Mitochondrial quality control in skeletal muscle involves biogenesis, fusion (exchanging components within healthy mitochondria to form an extended mitochondrial network) and fission (removing components), ultimately impacting skeletal muscle mass [98]. Peroxisome proliferator-activated receptor-gamma coactivator 1α (PGC-1α) is a key regulator of mitochondrial biogenesis and function and plays a role in fission/fusion [99]. PGC-1α transcription networks are also positively associated with appendicular lean mass index and hand grip strength [14]. Consequently, a sufficient intramyocellular PGC-1α content is important for skeletal muscle health and protection against sarcopenia [94][99]. In physically active individuals, ageing alone does not decrease the gene expression or protein content of PGC-1α, mitochondrial fission, or fusion proteins [100][101]. Sarcopenia of human skeletal muscle is associated with the downregulation of PGC-1α messenger ribonucleic acid and transcription signatures for PGC-1α networks in fission and fusion compared with controls [14][102]. Similarly, the downregulation of PGC-1α messenger ribonucleic acid [103] and lower fission and fusion protein contents have been observed in the skeletal muscle of patients with TIID compared with controls [104]. These findings highlight the crucial role of PGC-1α in maintaining skeletal muscle health and function and suggest its potential as a therapeutic target for age-related and metabolic disorders.
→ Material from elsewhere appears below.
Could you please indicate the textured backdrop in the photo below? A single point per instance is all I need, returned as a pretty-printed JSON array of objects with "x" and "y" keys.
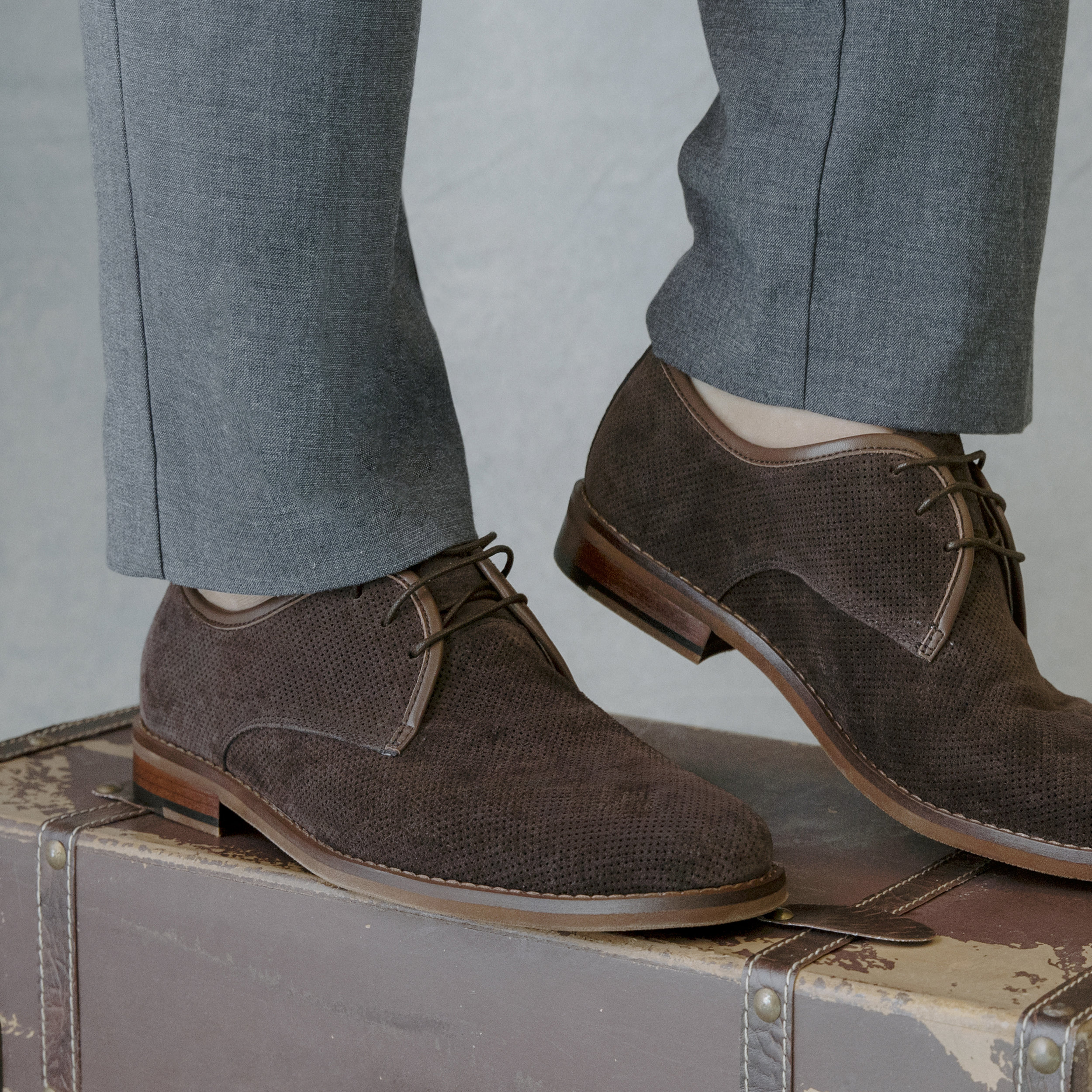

Therefore, a reduction in PGC-1α and an impairment of mitochondrial fission and fusion processes are potential contributors to both sarcopenia and MDs.
A common factor in many studies of ageing, mitochondrial dysfunction and MDs in humans is the participant’s habitual physical activity status; for example, masters athletes have a greater mitochondrial content, oxidative and respiratory enzyme gene expression and activity and in vivo respiratory capacity relative to controls [8][101]. Consequently, master athletes have a well-maintained mitochondrial content and function despite their older age. Moreover, physically inactive elderly individuals retain the ability to adapt to exercise training. It is well known that muscle mass and strength can increase in the elderly following resistance-type exercise training [105]. Mitochondrial content and function also increase in older individuals following endurance-type exercise training [8][106]. This can increase the capacity to oxidise fat during exercise [107], contributing to a reduction in visceral fat mass [108] and chronic low-grade inflammation following exercise training [109]. PGC-1α [8] and mitochondrial fission and fusion proteins are also elevated in masters athletes, suggesting improvements in mitochondrial quality control processes following exercise training [101]. Together, the chronic responses of skeletal muscle to exercise training contribute to improved insulin sensitivity in older individuals [110]. Consequently, physical inactivity, rather than ageing, is a major contributor to the age-related decline in muscle quality [8]. Exercise is strongly indicated to improve skeletal muscle quality in older individuals to protect against the development of mitochondrial dysfunction, sarcopenia, CVD and MDs.